Vous avez l'habitude de régler vos courses avec des tickets-restaurant ? Ce moyen de paiement quotidien pourrait être remis en question, provoquant la colère des restaurateurs. Explications.
Utiliser vos tickets-restaurant pour vos courses au supermarché est devenu monnaie courante. Des enseignes comme Carrefour, Leclerc ou Lidl acceptent ces moyens de paiement pour des produits alimentaires variés. Cependant, cette pratique pourrait changer en 2025. Selon la loi "pouvoir d'achat" du 16 août 2022, les titres-restaurant peuvent être utilisés pour acquérir n'importe quel article alimentaire, même ceux qui ne sont pas immédiatement consommables. Cela signifie que vous trouvez vos steaks, pâtes ou riz réglés en tickets-resto ensemble avec des sandwiches ou salades. Néanmoins, ce dispositif temporaire, prolongé en 2023 face à l'inflation, pourrait être abrogé l'année prochaine, ce que désirent ardemment les restaurateurs.

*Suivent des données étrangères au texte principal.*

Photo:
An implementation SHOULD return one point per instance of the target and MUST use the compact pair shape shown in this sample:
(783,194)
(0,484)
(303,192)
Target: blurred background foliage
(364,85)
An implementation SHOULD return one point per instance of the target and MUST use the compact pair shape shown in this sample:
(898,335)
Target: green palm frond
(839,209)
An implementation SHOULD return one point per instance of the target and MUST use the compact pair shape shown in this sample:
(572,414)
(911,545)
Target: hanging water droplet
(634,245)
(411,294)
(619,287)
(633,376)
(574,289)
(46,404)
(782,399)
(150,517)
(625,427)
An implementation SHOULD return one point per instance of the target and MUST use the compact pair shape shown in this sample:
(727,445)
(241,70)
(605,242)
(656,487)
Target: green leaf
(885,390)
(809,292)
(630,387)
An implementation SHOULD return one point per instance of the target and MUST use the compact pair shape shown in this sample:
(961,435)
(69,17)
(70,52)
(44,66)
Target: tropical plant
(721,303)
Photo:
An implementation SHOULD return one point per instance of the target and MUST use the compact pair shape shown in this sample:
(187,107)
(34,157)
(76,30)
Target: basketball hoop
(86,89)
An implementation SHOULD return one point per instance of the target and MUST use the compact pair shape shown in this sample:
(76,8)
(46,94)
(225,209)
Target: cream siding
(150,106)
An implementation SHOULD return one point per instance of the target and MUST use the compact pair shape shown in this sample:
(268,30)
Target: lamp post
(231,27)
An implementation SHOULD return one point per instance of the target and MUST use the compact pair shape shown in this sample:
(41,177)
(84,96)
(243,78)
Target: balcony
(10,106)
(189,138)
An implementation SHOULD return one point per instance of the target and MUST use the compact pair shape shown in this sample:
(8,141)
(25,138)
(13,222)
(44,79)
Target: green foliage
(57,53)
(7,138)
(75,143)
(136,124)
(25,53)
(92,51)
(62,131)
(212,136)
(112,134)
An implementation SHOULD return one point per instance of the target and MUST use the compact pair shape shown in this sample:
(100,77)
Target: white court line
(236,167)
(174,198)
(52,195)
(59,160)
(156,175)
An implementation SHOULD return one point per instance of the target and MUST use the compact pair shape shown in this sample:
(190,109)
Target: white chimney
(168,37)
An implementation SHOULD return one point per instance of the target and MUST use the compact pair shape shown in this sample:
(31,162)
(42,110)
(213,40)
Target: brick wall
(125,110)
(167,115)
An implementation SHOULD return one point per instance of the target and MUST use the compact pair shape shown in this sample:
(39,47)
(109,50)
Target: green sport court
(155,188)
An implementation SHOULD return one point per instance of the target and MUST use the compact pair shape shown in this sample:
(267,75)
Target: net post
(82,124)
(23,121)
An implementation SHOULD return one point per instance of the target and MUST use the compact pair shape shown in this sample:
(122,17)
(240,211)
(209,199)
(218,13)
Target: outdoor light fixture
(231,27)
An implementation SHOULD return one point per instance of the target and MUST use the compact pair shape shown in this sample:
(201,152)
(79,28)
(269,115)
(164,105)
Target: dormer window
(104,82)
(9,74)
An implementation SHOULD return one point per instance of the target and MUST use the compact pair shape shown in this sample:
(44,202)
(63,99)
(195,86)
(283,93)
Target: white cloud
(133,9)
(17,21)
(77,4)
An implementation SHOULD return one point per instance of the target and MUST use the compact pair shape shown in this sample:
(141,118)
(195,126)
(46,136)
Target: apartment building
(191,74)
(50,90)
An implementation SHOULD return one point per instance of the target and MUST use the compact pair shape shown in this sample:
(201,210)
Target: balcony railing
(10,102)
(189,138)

Les restaurateurs expriment des inquiétudes croissantes. Avec la baisse des prix alimentaires, ils craignent que les tickets-restaurant ne deviennent synonymes de "titre caddie". Cette préoccupation est partagée par l'Union des Métiers et des Industries de l'Hôtellerie (UMIH) et le Syndicat National de l'Alimentation et de la Restauration Rapide (SNARR), qui soulignent que près de 800 millions d'euros ont été dépensés en grande surface en 2023, tandis que seulement 40% des tickets-restaurant sont utilisés dans les établissements de restauration.
Si la loi actuelle n'est pas prolongée, l'utilisation des tickets-restaurant en supermarché pourrait être à nouveau restreinte à partir du 31 décembre prochain. Dans ce scénario, vous ne pourriez plus acheter de produits nécessitant une cuisson, tels que les légumes surgelés ou les féculents. Seules des options prêtes à consommer, comme les plats cuisinés, sandwichs, salades, produits laitiers et fruits, seraient autorisées. Cette décision dépendra de l'équilibre entre la nécessité de préserver le pouvoir d'achat des citoyens et la protection des restaurateurs.
“Si notre voix n'est pas entendue, je proposerai de renommer le titre-restaurant en titre-alimentation,” déclare Franck Chaumes, Président de l'UMIH Restauration. Les enjeux sont sérieux et le sujet mérite d'être suivi de près.